[The Confessions of J. J. Rousseau by Jean Jacques Rousseau]@TWC D-Link book
The Confessions of J. J. Rousseau

BOOK II
47/53

Though my situation apparently remained the same, I did not leave her house as I had entered it: I carried with me the long and painful remembrance of a crime; an insupportable weight of remorse which yet hangs on my conscience, and whose bitter recollection, far from weakening, during a period of forty years, seems to gather strength as I grow old.

Who would believe, that a childish fault should be productive of such melancholy consequences?
But it is for the more than probable effects that my heart cannot be consoled.
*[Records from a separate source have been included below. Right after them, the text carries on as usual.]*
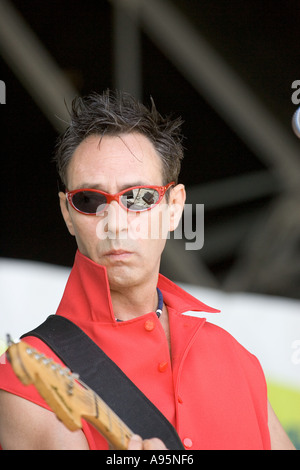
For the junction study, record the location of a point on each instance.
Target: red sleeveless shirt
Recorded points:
(211, 389)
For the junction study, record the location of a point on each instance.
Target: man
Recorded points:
(119, 163)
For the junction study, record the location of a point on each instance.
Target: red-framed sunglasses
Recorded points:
(135, 199)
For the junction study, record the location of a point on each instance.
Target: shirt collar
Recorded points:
(87, 294)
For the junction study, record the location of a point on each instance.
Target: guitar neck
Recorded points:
(69, 398)
(105, 420)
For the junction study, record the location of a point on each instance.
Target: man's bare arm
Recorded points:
(279, 438)
(27, 426)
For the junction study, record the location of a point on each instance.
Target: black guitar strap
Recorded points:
(81, 355)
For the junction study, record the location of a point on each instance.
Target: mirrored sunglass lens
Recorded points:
(140, 198)
(89, 202)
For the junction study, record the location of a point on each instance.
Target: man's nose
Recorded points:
(114, 221)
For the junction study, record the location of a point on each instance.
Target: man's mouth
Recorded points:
(118, 254)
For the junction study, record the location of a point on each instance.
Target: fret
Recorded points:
(70, 399)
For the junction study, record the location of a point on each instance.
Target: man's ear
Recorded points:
(177, 199)
(65, 212)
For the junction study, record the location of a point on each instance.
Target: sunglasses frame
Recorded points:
(117, 197)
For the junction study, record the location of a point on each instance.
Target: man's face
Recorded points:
(118, 239)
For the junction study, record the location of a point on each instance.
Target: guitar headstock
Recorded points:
(56, 384)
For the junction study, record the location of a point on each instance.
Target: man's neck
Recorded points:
(133, 302)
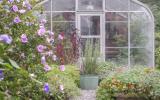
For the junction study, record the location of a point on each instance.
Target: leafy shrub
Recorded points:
(90, 53)
(137, 82)
(105, 69)
(70, 79)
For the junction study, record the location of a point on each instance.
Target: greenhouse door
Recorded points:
(90, 28)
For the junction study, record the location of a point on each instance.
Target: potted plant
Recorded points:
(89, 78)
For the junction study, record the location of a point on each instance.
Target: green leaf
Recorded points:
(14, 64)
(6, 65)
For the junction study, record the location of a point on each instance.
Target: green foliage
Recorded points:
(70, 78)
(136, 82)
(105, 69)
(91, 54)
(19, 85)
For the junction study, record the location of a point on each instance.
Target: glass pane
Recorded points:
(116, 16)
(95, 41)
(116, 34)
(136, 7)
(117, 55)
(140, 56)
(47, 5)
(90, 25)
(46, 16)
(66, 27)
(63, 5)
(117, 5)
(140, 33)
(64, 16)
(90, 5)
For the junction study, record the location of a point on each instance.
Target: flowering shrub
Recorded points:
(27, 52)
(136, 82)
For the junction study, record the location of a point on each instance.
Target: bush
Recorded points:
(136, 82)
(70, 79)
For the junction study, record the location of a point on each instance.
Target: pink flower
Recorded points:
(43, 60)
(60, 37)
(40, 48)
(15, 8)
(62, 68)
(24, 38)
(17, 20)
(51, 33)
(54, 57)
(41, 31)
(43, 21)
(22, 11)
(49, 53)
(61, 87)
(47, 67)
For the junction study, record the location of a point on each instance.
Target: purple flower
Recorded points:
(6, 38)
(15, 8)
(43, 60)
(50, 33)
(61, 88)
(60, 37)
(46, 88)
(1, 75)
(17, 20)
(54, 57)
(11, 1)
(22, 11)
(47, 67)
(27, 4)
(41, 31)
(24, 38)
(43, 21)
(49, 53)
(62, 68)
(40, 48)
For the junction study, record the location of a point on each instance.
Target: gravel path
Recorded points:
(86, 95)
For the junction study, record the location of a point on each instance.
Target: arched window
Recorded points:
(124, 29)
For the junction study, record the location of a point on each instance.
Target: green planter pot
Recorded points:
(88, 82)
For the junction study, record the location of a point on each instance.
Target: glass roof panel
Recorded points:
(90, 4)
(117, 5)
(63, 5)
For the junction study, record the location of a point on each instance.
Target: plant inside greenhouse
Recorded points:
(79, 50)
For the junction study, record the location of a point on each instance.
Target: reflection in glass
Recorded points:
(64, 16)
(116, 34)
(47, 5)
(90, 25)
(141, 57)
(117, 5)
(66, 27)
(116, 16)
(139, 30)
(63, 5)
(90, 4)
(117, 55)
(95, 41)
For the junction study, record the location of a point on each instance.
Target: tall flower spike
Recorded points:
(46, 88)
(17, 20)
(6, 38)
(1, 75)
(40, 48)
(47, 67)
(24, 38)
(62, 68)
(15, 8)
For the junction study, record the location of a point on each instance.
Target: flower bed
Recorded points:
(133, 83)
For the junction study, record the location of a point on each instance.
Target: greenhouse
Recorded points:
(79, 49)
(124, 30)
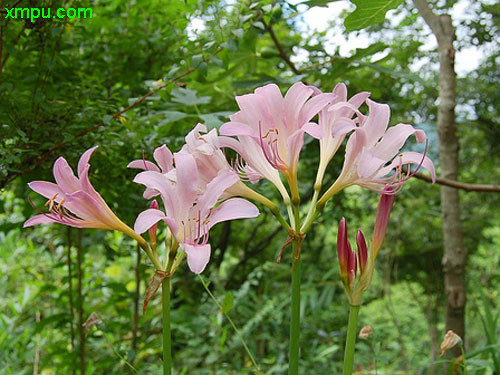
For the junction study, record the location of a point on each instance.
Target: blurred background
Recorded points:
(69, 84)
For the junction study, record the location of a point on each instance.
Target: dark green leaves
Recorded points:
(369, 12)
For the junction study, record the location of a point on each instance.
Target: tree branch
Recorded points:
(278, 45)
(461, 185)
(428, 15)
(40, 159)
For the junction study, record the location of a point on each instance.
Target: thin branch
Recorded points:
(427, 14)
(278, 45)
(461, 185)
(12, 45)
(40, 159)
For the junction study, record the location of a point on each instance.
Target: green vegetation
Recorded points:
(142, 73)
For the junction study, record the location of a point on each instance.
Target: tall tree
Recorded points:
(455, 255)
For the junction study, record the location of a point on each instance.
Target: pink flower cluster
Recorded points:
(200, 188)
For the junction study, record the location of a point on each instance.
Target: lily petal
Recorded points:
(64, 176)
(394, 139)
(147, 219)
(376, 123)
(84, 160)
(164, 158)
(47, 189)
(224, 180)
(234, 208)
(197, 256)
(410, 158)
(145, 165)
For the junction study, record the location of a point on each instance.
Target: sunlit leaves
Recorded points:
(369, 12)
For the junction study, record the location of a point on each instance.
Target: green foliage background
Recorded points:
(61, 84)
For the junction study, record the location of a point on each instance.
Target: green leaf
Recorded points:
(369, 12)
(238, 33)
(188, 97)
(228, 302)
(318, 3)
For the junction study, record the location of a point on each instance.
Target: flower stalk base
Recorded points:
(351, 340)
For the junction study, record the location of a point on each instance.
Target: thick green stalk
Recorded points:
(167, 339)
(294, 345)
(351, 340)
(293, 366)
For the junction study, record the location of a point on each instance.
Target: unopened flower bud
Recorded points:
(362, 251)
(343, 250)
(451, 339)
(365, 332)
(352, 266)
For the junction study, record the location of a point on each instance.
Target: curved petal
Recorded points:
(394, 139)
(340, 92)
(47, 189)
(313, 106)
(313, 129)
(38, 219)
(164, 158)
(295, 110)
(376, 123)
(234, 208)
(274, 99)
(224, 180)
(87, 208)
(353, 149)
(145, 165)
(147, 219)
(369, 164)
(342, 126)
(187, 175)
(410, 158)
(84, 160)
(65, 177)
(293, 147)
(197, 256)
(194, 134)
(154, 180)
(254, 109)
(234, 128)
(150, 193)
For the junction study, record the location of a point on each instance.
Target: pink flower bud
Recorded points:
(382, 219)
(362, 251)
(352, 266)
(343, 248)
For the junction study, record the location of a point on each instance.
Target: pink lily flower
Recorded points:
(210, 160)
(74, 201)
(270, 129)
(188, 213)
(372, 153)
(165, 164)
(335, 122)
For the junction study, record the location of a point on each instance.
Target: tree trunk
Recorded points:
(455, 256)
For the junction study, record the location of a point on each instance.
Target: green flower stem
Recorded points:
(167, 339)
(293, 367)
(312, 209)
(165, 305)
(294, 346)
(351, 340)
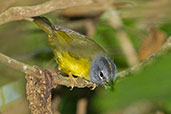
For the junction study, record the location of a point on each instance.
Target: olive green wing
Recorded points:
(75, 44)
(63, 39)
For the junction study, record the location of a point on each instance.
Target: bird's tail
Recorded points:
(44, 24)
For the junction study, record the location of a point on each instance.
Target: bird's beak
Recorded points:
(109, 84)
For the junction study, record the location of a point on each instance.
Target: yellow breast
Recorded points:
(77, 66)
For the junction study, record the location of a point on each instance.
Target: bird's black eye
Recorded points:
(101, 75)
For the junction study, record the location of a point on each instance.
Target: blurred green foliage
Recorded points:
(24, 41)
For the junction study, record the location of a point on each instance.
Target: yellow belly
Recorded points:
(77, 66)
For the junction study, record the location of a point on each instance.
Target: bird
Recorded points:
(78, 55)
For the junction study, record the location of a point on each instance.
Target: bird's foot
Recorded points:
(73, 81)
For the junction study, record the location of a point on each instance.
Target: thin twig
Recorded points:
(161, 51)
(81, 83)
(18, 13)
(125, 43)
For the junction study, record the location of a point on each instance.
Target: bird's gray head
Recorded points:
(103, 70)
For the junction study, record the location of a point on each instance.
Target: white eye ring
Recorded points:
(101, 75)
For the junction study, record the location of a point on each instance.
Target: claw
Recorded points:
(94, 86)
(73, 81)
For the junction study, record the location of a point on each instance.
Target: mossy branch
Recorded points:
(24, 12)
(81, 83)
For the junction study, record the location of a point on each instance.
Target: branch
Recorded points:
(81, 83)
(18, 13)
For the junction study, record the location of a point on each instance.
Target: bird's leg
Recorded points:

I have, perhaps, caused an amiable, honest, estimable girl, who surely merited a better fate than myself, to perish with shame and misery.
Though it is very difficult to break up housekeeping without confusion, and the loss of some property; yet such was the fidelity of the domestics, and the vigilance of M.and Madam Lorenzy, that no article of the inventory was found wanting; in short, nothing was missing but a pink and silver ribbon, which had been worn, and belonged to Mademoiselle Pontal.

Though several things of more value were in my reach, this ribbon alone tempted me, and accordingly I stole it.

As I took no great pains to conceal the bauble, it was soon discovered; they immediately insisted on knowing from whence I had taken it; this perplexed me--I hesitated, and at length said, with confusion, that Marion gave it me.
Marion was a young Mauriennese, and had been cook to Madam de Vercellis ever since she left off giving entertainments, for being sensible she had more need of good broths than fine ragouts, she had discharged her former one.